# 2nd Ohio river accident in 24 hours



## Agent47 (Jun 27, 2006)

There starting to add up for the holiday I guess, I would think people would take more concern with there safety..

http://www.wtov9.com/news/14033154/detail.html


----------



## Champion188 Elite (Jan 16, 2007)

This is something that will get worse!I have saw more idiots on the river this year than ever before.
I was on the Big 'O' this A.M,fished until the morons began showing up,left about noon. Had 5 or 6 cruisers come barreling right up the shoreline I was fishing only about 40ft off the bank.I guess I don't understand why they want to run so close to the bank,maybe it gives them the effect that they are going faster than they really are. They will get burned eventually with the water low like it is,quite a few rock piles and sand bars in only a couple ft of water now.
I fished out of Rayland last week and did see 2 or 3 jet-skiers who had absolutely no respesct or consideration for anyone,had one buzz between me and the sunken barge I was fishing.Had I not been in a tourny I may have ran him down or waited for him at the ramp to beat the living F%^7 out of him. 
It will get worse as no-one polices the river to much degree,once in a while you'll see a conservation officer,or a police boat. Had a Wheeling Police boat stop me one night...........He said it was a courtesy check..............wanted to see all safety equip,etc.Then he asked if I had anything in my cooler,I said Yep..........2 pepsi and some water.
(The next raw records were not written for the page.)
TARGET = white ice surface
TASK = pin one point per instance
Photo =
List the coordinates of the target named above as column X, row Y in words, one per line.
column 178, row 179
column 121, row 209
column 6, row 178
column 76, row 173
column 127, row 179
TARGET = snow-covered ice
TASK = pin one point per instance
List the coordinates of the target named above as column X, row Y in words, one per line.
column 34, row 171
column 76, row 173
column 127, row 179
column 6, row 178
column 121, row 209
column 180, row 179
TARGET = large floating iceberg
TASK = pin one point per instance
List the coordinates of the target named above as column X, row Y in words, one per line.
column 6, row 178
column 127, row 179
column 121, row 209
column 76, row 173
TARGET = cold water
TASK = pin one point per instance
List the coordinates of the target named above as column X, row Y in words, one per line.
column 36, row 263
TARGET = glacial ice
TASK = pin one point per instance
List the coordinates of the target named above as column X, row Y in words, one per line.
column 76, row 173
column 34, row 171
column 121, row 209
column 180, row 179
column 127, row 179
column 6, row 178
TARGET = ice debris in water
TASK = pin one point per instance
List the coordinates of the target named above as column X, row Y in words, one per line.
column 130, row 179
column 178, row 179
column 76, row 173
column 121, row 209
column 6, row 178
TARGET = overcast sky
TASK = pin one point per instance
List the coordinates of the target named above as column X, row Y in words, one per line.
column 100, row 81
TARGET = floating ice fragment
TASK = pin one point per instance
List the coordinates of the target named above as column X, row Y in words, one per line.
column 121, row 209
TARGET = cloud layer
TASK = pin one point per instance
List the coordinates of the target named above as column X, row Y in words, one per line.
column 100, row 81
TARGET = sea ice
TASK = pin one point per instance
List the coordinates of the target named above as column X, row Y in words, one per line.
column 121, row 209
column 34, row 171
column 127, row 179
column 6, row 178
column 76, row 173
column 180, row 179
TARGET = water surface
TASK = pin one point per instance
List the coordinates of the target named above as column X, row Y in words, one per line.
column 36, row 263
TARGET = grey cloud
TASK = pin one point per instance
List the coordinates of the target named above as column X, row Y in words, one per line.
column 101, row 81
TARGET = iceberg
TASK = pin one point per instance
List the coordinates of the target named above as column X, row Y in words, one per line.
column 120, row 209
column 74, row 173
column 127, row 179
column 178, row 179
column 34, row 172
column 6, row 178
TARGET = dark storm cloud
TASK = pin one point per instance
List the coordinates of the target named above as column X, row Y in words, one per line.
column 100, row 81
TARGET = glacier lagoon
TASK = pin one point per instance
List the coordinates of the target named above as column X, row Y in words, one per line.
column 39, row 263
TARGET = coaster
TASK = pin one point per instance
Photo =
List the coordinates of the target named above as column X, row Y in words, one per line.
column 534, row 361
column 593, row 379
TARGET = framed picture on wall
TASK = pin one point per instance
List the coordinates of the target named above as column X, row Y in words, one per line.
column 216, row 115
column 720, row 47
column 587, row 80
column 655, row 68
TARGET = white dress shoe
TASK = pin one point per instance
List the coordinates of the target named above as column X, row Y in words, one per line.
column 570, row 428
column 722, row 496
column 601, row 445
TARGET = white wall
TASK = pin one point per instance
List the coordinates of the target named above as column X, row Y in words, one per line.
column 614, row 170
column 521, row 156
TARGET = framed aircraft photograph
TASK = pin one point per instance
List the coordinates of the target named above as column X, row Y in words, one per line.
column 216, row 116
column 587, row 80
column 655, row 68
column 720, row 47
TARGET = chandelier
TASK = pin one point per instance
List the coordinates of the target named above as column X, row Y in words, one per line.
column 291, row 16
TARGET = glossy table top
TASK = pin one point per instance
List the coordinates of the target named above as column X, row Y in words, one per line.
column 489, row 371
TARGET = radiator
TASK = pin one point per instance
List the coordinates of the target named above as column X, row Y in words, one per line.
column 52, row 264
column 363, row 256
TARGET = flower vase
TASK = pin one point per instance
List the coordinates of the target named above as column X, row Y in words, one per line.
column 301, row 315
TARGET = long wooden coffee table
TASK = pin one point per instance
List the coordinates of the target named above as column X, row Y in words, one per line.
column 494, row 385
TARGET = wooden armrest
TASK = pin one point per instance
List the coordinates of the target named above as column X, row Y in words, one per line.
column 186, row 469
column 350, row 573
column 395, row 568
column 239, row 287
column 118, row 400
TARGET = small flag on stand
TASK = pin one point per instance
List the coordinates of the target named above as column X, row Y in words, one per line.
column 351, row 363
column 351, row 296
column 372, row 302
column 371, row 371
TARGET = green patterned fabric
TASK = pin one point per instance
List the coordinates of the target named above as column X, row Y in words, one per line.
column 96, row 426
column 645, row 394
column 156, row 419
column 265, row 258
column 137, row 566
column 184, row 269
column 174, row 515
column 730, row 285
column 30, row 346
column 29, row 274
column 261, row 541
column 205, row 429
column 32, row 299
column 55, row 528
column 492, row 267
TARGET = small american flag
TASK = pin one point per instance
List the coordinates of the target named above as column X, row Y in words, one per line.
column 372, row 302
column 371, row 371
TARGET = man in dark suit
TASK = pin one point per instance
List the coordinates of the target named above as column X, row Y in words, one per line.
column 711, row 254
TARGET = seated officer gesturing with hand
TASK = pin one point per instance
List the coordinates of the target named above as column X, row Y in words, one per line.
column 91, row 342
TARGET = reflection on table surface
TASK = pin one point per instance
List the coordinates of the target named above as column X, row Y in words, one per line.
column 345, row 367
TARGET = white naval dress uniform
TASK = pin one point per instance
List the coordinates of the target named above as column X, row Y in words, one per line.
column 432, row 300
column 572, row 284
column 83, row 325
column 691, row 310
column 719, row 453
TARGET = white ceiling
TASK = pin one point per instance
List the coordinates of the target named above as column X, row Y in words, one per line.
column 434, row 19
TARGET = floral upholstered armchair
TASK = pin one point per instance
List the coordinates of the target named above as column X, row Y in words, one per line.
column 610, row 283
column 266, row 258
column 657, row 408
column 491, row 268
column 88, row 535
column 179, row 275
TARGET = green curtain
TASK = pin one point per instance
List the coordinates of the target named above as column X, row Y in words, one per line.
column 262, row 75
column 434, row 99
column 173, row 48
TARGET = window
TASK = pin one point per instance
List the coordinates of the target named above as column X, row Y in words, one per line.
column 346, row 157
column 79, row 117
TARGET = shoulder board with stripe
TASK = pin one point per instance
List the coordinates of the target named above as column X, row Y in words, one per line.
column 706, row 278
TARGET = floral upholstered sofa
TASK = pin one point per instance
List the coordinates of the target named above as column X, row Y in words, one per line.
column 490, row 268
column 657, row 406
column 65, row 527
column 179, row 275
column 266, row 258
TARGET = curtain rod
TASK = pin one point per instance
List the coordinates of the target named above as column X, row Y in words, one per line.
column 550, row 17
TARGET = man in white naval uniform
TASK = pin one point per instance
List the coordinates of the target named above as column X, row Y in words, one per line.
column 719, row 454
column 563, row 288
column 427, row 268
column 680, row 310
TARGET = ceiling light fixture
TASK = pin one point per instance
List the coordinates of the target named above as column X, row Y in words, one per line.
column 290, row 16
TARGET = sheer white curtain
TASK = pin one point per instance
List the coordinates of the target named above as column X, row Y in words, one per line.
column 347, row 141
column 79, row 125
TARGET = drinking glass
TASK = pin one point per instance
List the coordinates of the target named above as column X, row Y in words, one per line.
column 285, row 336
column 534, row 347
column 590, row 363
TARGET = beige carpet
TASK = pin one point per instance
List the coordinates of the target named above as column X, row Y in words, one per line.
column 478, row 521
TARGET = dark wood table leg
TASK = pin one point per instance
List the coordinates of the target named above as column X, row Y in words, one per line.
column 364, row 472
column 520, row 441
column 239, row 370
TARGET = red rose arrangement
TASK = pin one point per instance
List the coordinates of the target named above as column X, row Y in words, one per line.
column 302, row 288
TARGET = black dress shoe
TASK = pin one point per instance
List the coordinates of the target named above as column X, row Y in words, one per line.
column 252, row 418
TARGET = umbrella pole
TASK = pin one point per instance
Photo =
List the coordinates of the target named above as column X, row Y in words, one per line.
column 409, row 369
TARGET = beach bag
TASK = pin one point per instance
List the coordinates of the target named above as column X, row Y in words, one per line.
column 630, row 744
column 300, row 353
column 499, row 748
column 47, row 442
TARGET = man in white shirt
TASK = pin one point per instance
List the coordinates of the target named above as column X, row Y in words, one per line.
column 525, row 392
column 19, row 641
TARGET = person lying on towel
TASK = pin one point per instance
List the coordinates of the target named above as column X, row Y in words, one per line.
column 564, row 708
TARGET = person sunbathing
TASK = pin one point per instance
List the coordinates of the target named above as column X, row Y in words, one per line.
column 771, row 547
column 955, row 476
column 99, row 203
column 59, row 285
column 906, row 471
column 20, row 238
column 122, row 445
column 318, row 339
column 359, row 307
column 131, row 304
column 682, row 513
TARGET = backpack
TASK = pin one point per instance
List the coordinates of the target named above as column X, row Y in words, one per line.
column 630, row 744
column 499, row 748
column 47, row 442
I then asked him if he checked any of the party boats beached up at the island (below Pike Island).He said,No haven't made it up there today,I being a total smartass told him he would need more than 1 ticket book up there since most were probably drunk,and he would have to write plenty of tickets.I didn't get any reply other than have a nice evening.


----------



## Agent47 (Jun 27, 2006)

Champion188 Elite said:


> I fished out of Rayland last week and did see 2 or 3 jet-skiers who had absolutely no respesct or consideration for anyone,had one buzz between me and the sunken barge I was fishing..


Champ, I have a friend who works in Follansbee for the Barge company, tells me MANY stories of how the jet skis do DANGEROUS things while there towing, Riding the waves in the back aint so bad but when you jump the bow or cut off the tug it becomes an ignorance issue... Who notices, sure not Tony Hawk..
crazy....


----------